Una vez más aparece esa palabra tan hermosa: pertenencia. Porque le pertenezco a Jesús. Los creyentes jamás se cansan de confesar su seguridad en Cristo. Los seguidores de Jesús confiesan que, porque le pertenezco, Cristo, por Su Espíritu Santo, me asegura la vida eterna. ¡Qué gloriosa y bienaventurada seguridad! Las buenas nuevas prometen, más aún, garantizan, y convencen de lo que ha de venir. Los discípulos viven con la mirada puesta en el día de la gloria, y damos gracias a Dios por ello.
Este mundo está lleno de incertidumbres.
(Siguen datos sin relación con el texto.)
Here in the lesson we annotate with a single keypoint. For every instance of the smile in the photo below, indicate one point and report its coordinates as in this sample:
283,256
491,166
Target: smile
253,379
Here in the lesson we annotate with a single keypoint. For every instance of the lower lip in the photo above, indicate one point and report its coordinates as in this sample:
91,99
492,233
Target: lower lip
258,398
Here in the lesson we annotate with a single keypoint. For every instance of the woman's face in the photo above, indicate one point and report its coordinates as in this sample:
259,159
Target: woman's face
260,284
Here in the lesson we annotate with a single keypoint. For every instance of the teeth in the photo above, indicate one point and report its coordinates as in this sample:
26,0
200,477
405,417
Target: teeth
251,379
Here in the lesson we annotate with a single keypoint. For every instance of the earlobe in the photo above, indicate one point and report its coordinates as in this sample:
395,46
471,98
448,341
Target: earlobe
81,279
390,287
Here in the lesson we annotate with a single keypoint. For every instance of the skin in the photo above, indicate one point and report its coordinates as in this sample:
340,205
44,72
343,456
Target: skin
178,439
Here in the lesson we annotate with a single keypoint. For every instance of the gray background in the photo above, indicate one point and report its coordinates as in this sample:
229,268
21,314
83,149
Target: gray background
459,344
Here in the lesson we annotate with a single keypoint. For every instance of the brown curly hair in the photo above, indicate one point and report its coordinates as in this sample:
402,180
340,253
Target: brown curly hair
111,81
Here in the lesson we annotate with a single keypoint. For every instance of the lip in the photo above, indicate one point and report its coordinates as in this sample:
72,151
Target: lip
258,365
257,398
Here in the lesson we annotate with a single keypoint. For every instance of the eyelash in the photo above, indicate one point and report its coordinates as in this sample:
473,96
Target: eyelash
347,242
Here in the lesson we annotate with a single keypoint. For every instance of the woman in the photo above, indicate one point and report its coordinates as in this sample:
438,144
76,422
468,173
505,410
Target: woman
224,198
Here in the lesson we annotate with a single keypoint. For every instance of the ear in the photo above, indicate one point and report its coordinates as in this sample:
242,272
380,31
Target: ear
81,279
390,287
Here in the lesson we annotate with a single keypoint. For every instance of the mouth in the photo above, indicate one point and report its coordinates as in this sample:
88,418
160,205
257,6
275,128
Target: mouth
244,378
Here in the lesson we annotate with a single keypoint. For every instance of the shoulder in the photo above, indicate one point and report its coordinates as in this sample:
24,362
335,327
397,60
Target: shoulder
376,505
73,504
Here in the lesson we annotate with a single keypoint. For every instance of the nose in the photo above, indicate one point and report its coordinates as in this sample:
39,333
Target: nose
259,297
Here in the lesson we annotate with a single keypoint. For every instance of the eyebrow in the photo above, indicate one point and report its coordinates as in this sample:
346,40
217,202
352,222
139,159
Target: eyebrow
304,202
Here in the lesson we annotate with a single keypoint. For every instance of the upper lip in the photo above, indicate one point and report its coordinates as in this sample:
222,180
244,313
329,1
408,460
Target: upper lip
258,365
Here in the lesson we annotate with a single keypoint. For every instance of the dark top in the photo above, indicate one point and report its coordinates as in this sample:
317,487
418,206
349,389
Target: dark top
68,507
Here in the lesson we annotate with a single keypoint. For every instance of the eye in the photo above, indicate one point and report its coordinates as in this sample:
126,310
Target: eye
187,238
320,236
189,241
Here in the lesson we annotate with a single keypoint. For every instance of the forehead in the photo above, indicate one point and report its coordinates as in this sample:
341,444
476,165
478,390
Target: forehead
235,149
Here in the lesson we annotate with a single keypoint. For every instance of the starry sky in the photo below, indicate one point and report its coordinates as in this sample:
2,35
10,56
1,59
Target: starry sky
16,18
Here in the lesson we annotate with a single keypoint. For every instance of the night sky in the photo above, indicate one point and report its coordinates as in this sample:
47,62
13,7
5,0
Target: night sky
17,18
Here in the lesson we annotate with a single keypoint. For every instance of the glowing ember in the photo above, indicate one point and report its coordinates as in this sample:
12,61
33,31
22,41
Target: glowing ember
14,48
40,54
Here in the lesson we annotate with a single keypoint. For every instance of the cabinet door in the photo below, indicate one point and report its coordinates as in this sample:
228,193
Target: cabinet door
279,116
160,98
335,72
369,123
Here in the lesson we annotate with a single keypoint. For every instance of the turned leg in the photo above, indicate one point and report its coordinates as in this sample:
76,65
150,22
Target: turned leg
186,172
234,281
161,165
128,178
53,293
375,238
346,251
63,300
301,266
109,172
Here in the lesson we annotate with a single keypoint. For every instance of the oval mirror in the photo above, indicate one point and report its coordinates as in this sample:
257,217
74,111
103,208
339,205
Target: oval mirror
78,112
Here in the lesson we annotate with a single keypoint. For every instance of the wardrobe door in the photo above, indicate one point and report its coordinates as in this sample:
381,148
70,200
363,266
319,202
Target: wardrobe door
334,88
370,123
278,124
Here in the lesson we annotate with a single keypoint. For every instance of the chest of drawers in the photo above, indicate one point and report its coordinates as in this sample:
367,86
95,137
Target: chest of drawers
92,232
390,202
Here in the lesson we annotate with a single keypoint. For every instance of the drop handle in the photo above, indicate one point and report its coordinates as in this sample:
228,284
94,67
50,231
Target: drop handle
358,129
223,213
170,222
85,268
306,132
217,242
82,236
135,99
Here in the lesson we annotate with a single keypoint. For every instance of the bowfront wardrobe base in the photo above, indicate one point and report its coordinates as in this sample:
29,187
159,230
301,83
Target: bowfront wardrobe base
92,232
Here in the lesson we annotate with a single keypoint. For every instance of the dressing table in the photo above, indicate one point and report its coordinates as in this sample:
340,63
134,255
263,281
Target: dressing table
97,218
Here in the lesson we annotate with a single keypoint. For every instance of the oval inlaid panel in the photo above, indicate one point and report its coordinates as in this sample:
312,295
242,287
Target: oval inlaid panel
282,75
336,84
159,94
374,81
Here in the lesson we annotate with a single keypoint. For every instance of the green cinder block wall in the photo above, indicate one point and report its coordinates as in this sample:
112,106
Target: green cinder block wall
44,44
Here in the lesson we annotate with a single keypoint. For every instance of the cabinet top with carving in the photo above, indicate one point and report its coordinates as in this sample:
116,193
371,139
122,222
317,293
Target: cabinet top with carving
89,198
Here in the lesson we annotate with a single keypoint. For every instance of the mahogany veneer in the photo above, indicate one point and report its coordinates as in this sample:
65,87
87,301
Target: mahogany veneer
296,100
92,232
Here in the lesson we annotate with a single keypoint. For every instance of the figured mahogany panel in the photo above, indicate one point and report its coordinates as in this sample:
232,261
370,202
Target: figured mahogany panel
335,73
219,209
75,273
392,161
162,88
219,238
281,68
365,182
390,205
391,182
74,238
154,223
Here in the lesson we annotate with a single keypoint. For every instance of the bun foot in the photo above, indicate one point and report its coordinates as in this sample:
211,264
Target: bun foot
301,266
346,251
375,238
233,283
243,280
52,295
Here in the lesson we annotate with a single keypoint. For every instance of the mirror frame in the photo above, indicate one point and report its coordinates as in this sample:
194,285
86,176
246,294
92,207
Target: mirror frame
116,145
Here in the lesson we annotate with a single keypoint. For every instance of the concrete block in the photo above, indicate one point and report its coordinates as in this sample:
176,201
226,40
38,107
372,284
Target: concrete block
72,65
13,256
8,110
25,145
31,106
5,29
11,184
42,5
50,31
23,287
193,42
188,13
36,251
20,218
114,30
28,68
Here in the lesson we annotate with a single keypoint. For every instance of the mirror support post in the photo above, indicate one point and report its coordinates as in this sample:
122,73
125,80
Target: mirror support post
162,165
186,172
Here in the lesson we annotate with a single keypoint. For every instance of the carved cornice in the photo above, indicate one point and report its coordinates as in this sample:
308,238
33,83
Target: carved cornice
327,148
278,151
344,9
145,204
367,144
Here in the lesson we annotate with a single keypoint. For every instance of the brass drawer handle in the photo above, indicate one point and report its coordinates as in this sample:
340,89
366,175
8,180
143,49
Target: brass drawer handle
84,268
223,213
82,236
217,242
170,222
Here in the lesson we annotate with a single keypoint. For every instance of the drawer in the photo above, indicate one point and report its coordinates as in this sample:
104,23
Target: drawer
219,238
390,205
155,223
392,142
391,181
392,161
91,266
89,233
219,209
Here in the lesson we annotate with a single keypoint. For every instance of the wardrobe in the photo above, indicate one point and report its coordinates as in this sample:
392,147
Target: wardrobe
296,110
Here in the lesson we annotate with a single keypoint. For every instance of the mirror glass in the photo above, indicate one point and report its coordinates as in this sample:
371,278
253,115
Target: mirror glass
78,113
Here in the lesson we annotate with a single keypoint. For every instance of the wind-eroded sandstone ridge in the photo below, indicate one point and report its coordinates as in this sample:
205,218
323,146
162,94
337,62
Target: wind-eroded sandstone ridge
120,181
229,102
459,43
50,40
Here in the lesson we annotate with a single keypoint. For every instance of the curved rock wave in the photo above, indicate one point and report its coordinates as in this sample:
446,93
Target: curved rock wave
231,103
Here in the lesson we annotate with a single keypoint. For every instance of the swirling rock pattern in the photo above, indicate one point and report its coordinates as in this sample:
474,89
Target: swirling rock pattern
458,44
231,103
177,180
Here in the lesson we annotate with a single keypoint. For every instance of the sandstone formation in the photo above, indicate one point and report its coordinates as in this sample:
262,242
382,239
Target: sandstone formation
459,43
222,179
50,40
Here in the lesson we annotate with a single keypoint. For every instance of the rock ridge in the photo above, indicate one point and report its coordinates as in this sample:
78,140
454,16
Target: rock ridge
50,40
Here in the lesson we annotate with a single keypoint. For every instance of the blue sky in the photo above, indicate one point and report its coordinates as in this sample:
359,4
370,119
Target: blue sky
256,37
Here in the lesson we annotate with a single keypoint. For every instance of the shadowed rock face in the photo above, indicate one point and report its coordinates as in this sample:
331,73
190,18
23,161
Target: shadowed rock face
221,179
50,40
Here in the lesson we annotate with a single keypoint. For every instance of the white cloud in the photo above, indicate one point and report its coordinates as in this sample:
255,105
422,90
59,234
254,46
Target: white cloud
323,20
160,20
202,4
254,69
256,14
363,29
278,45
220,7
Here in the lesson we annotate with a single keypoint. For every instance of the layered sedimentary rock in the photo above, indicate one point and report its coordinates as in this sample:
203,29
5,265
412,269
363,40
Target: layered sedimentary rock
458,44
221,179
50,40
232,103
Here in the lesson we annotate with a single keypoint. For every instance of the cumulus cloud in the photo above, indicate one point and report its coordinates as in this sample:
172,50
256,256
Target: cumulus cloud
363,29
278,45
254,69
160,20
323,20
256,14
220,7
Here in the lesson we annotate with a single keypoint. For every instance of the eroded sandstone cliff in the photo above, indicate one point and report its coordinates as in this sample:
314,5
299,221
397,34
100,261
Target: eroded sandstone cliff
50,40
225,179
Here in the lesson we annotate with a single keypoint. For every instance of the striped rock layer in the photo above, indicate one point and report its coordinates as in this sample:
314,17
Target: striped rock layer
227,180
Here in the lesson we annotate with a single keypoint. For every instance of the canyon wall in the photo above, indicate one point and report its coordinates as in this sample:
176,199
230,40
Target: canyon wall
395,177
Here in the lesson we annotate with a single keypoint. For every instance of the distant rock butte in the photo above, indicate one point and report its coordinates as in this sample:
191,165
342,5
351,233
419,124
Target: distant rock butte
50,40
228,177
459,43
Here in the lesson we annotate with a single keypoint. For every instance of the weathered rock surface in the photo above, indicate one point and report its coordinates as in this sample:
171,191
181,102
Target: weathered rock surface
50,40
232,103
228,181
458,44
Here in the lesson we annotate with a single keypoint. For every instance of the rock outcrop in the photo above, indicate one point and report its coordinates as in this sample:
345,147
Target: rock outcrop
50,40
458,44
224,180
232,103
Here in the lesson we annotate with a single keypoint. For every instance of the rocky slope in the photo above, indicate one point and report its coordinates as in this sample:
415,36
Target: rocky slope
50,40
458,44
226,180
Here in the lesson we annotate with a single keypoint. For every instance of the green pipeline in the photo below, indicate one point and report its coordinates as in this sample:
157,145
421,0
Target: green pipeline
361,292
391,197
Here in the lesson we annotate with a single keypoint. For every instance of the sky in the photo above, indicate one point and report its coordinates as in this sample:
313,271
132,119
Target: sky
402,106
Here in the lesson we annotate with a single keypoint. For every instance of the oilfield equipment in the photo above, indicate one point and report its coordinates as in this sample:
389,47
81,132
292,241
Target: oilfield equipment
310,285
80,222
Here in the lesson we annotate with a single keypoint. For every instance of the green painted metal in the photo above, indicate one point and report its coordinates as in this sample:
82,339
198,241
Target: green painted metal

Pero en la santísima fe podemos confesar certeza. Dios nos conducirá de este mundo al venidero, y es obra del Espíritu Santo convencer nuestros corazones de la vida por venir. Los cristianos pueden vivir sabiendo que estamos seguros en las manos de Jesús, y es el Espíritu Santo quien nos asegura que el sostén de Cristo es firme.
Nuestro llamado es a confiar en la palabra del SEÑOR. Qué trágico es saber que tantos de nuestros prójimos viven sin la seguridad que solo puede dar el Espíritu Santo. Millones están perdidos. Muchos permanecen muertos en sus delitos; ciegos a su necesidad de salvación y a la realidad de lo que ha de venir. Y ¡qué llamado el nuestro! Ser instrumentos del SEÑOR para persuadir a otros.
«La verdadera realidad es que, si bien Él vino a predicar el evangelio, su propósito principal al venir fue que hubiese un evangelio que predicar.» —R.W. Dale
Sugerencias para la oración:
«A Cristo pertenezco, Él por mí murió;
Suyo soy, y Él es mío, por la eternidad» (HPH 187:4).